Jackie looks amazing as do her hot ass trainers, and they give you a great ab workout while showing you ways to dial up the difficult or dial it down like the weak ass Renessa who modified every exercise.

There are also upper body and lower body portions to the DVD, totaling 60 minutes of fitness heaven.  Pick up a copy and say goodbye to that doughnut you ate from Gelson's yesterday.

Sunday, September 21, 2008

Hates It: New City = New Stylist



It took us FOREVS to find a decent stylist in LA. Try after try, (salon after salon) without fail, we'd end up walking out unhappy and making a bee line to the nearest hat shop.
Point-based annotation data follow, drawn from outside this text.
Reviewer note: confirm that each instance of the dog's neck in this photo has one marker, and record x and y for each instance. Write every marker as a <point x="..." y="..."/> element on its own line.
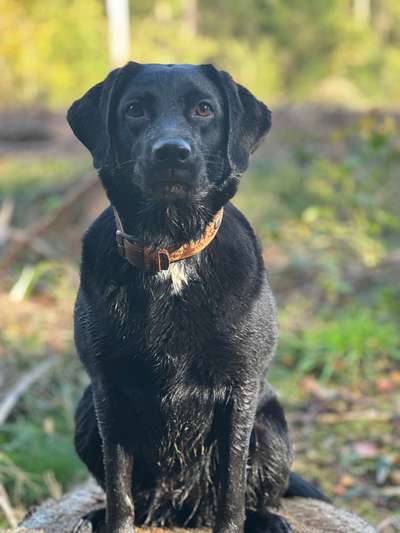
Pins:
<point x="156" y="259"/>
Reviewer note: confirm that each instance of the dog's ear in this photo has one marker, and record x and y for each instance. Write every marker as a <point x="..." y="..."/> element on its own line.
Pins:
<point x="249" y="119"/>
<point x="90" y="117"/>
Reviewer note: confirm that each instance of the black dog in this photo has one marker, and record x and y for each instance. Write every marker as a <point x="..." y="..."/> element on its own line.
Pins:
<point x="178" y="425"/>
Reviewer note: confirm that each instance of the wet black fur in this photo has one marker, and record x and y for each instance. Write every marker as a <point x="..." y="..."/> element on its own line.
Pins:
<point x="179" y="380"/>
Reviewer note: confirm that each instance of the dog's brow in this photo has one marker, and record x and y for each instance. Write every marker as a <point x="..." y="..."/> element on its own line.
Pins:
<point x="142" y="95"/>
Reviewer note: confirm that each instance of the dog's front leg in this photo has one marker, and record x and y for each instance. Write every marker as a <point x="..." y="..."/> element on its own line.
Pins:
<point x="118" y="464"/>
<point x="233" y="448"/>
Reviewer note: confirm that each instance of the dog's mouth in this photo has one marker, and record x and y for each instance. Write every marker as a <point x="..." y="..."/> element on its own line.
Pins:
<point x="170" y="190"/>
<point x="170" y="187"/>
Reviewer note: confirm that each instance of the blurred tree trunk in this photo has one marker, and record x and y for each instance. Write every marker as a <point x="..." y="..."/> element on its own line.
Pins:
<point x="190" y="15"/>
<point x="118" y="31"/>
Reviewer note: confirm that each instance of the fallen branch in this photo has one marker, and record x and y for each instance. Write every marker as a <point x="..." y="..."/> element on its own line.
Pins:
<point x="65" y="515"/>
<point x="27" y="380"/>
<point x="31" y="237"/>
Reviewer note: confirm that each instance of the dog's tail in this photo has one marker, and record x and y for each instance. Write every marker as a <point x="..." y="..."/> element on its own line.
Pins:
<point x="304" y="489"/>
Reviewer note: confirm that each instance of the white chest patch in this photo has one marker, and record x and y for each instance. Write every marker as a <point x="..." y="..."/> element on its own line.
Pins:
<point x="178" y="274"/>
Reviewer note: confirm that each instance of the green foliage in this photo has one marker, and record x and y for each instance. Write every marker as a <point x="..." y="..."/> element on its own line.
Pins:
<point x="52" y="50"/>
<point x="37" y="455"/>
<point x="355" y="344"/>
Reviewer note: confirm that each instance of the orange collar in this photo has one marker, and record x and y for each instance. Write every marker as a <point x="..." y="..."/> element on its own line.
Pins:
<point x="158" y="259"/>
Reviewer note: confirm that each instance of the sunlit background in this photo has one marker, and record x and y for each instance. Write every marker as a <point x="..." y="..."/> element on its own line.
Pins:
<point x="323" y="193"/>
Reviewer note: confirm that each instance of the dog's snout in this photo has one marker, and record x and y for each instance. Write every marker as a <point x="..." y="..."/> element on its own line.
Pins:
<point x="171" y="151"/>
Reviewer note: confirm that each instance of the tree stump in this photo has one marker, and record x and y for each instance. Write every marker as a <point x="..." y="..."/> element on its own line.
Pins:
<point x="64" y="515"/>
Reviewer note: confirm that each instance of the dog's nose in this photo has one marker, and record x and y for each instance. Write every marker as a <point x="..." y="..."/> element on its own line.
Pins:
<point x="171" y="151"/>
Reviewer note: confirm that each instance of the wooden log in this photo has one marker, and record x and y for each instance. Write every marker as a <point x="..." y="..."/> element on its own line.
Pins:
<point x="65" y="515"/>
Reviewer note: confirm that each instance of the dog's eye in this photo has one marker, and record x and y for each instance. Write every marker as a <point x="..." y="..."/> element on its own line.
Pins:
<point x="135" y="109"/>
<point x="203" y="109"/>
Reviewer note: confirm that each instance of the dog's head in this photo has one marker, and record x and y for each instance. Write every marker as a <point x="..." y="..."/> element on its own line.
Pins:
<point x="169" y="133"/>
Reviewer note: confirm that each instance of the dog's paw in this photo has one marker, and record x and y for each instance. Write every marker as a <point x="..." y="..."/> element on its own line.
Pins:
<point x="93" y="522"/>
<point x="267" y="523"/>
<point x="277" y="524"/>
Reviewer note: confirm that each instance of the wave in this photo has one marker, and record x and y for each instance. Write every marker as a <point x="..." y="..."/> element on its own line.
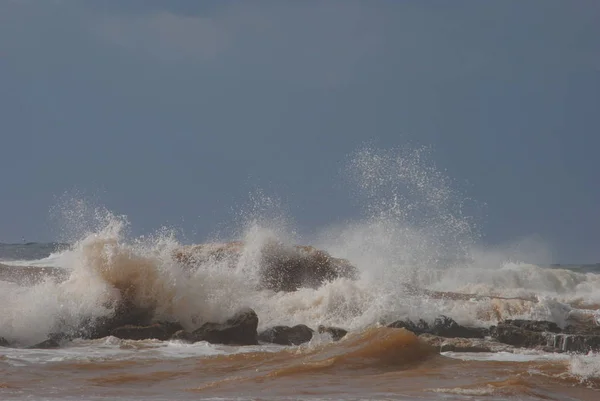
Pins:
<point x="414" y="247"/>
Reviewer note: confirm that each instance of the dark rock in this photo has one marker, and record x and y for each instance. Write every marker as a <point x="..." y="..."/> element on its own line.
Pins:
<point x="158" y="331"/>
<point x="335" y="332"/>
<point x="446" y="327"/>
<point x="184" y="336"/>
<point x="48" y="344"/>
<point x="420" y="327"/>
<point x="443" y="326"/>
<point x="581" y="343"/>
<point x="534" y="325"/>
<point x="239" y="330"/>
<point x="285" y="335"/>
<point x="126" y="314"/>
<point x="283" y="267"/>
<point x="464" y="344"/>
<point x="518" y="337"/>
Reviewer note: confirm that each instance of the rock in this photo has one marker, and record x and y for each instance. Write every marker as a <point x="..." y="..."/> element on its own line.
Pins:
<point x="518" y="337"/>
<point x="534" y="325"/>
<point x="283" y="267"/>
<point x="47" y="344"/>
<point x="581" y="343"/>
<point x="335" y="332"/>
<point x="184" y="336"/>
<point x="443" y="326"/>
<point x="285" y="335"/>
<point x="239" y="330"/>
<point x="286" y="268"/>
<point x="446" y="327"/>
<point x="420" y="327"/>
<point x="158" y="331"/>
<point x="126" y="314"/>
<point x="460" y="344"/>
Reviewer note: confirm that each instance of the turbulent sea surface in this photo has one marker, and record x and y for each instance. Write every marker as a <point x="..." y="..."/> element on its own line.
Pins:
<point x="414" y="234"/>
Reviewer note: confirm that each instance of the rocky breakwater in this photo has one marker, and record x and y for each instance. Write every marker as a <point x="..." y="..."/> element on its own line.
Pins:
<point x="282" y="267"/>
<point x="507" y="335"/>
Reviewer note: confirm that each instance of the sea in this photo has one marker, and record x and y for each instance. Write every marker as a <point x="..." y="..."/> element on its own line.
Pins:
<point x="414" y="232"/>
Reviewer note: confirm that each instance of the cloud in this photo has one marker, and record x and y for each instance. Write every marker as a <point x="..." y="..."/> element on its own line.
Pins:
<point x="325" y="42"/>
<point x="166" y="36"/>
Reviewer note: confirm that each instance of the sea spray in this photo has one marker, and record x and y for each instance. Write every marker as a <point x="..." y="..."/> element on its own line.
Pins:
<point x="413" y="237"/>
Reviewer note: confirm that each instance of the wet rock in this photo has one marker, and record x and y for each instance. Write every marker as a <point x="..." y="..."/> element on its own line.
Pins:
<point x="518" y="337"/>
<point x="283" y="267"/>
<point x="157" y="331"/>
<point x="239" y="330"/>
<point x="534" y="325"/>
<point x="419" y="327"/>
<point x="446" y="327"/>
<point x="287" y="268"/>
<point x="443" y="326"/>
<point x="184" y="336"/>
<point x="47" y="344"/>
<point x="335" y="332"/>
<point x="461" y="344"/>
<point x="285" y="335"/>
<point x="126" y="314"/>
<point x="580" y="343"/>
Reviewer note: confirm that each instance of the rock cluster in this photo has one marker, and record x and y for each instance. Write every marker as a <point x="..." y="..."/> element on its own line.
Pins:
<point x="283" y="267"/>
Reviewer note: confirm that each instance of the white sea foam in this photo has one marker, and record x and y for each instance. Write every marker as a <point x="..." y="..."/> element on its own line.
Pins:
<point x="414" y="235"/>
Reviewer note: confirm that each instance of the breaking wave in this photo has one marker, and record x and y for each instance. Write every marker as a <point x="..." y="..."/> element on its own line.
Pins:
<point x="416" y="249"/>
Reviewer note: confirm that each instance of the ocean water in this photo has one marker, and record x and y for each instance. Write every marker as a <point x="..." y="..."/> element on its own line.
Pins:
<point x="415" y="233"/>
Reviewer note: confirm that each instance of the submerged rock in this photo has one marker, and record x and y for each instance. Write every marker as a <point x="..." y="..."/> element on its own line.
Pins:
<point x="285" y="335"/>
<point x="419" y="327"/>
<point x="335" y="332"/>
<point x="47" y="344"/>
<point x="238" y="330"/>
<point x="157" y="331"/>
<point x="447" y="327"/>
<point x="283" y="267"/>
<point x="184" y="336"/>
<point x="126" y="314"/>
<point x="443" y="326"/>
<point x="534" y="325"/>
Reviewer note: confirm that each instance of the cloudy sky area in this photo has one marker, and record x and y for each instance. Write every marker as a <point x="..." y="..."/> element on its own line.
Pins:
<point x="172" y="111"/>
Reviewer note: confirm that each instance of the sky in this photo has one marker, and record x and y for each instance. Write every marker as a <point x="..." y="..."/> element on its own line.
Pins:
<point x="172" y="112"/>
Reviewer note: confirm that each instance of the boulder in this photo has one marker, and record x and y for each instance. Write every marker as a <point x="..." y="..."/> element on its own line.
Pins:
<point x="517" y="336"/>
<point x="283" y="267"/>
<point x="534" y="325"/>
<point x="47" y="344"/>
<point x="183" y="335"/>
<point x="157" y="331"/>
<point x="335" y="332"/>
<point x="238" y="330"/>
<point x="419" y="327"/>
<point x="126" y="314"/>
<point x="285" y="335"/>
<point x="581" y="343"/>
<point x="463" y="344"/>
<point x="547" y="336"/>
<point x="446" y="327"/>
<point x="443" y="326"/>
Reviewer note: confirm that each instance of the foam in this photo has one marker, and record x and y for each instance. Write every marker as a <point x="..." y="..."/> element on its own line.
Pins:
<point x="414" y="235"/>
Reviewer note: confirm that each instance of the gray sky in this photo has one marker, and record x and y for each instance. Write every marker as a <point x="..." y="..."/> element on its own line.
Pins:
<point x="172" y="111"/>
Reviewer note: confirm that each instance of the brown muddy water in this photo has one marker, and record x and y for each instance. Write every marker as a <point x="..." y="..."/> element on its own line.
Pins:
<point x="377" y="363"/>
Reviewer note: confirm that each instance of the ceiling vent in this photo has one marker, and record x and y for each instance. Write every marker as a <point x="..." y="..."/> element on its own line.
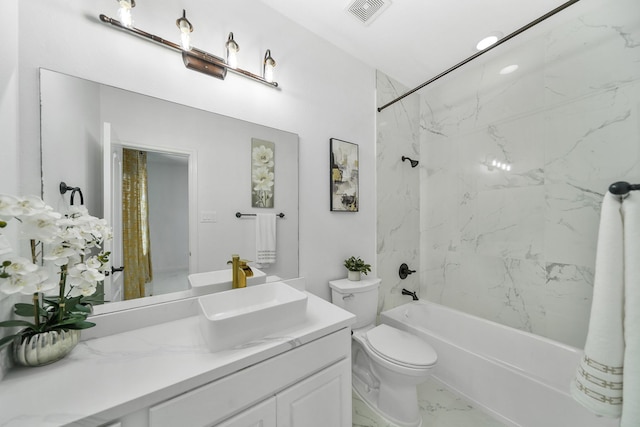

More often than not, the sitch played out like this:

::Hand stylist picture of the hair we want::
::Stylist looks at picture::
::Stylist looks at us::
::Looks at picture::
::Looks at us::
::Picture::
::Us::
::Picture::
::Us::

Stylist: "Your hair's NEVER gonna look like this."

Well, great. Who do we make the $150 check out to again?

Finally finally! After constant CitySearching and stopping people in the street (thanks, you guys!), we have found our stylist. He's quick, innovative, and just the right amount of gay. Flitty, but not like he's trying to be flitty, you know? Unfortch, he's also in LA ...and now we're not.

Hates it!

Guess we're growing our bangs out, after all. We'll keep you bitches posted.

Tuesday, September 9, 2008

HOT ASS of the week: "Origins Swept Away Gentle Slougher" by Tregg

I feel no shame.  This face doesn't make itself, it requires a little maintenance.

For some reason, Los Angeles in the fall makes my skin feel like sandpaper.  Where do I turn?  Origins for sure.  Ever since my heinous high school acne phase, I've been using this stuff to rid me of dry, dead skin and hopefully keep crow's feet at bay well into my 30s.

I've had my bottle for literally 10 years, so I'm not sure if you can still buy this stuff, but it works wonders if you can find it.  Gets the dead skin off and makes your skin feel great after.  Except I am still finding little exfoliating beads in my nose from using it this morning.  Small side effect for a pleasant result.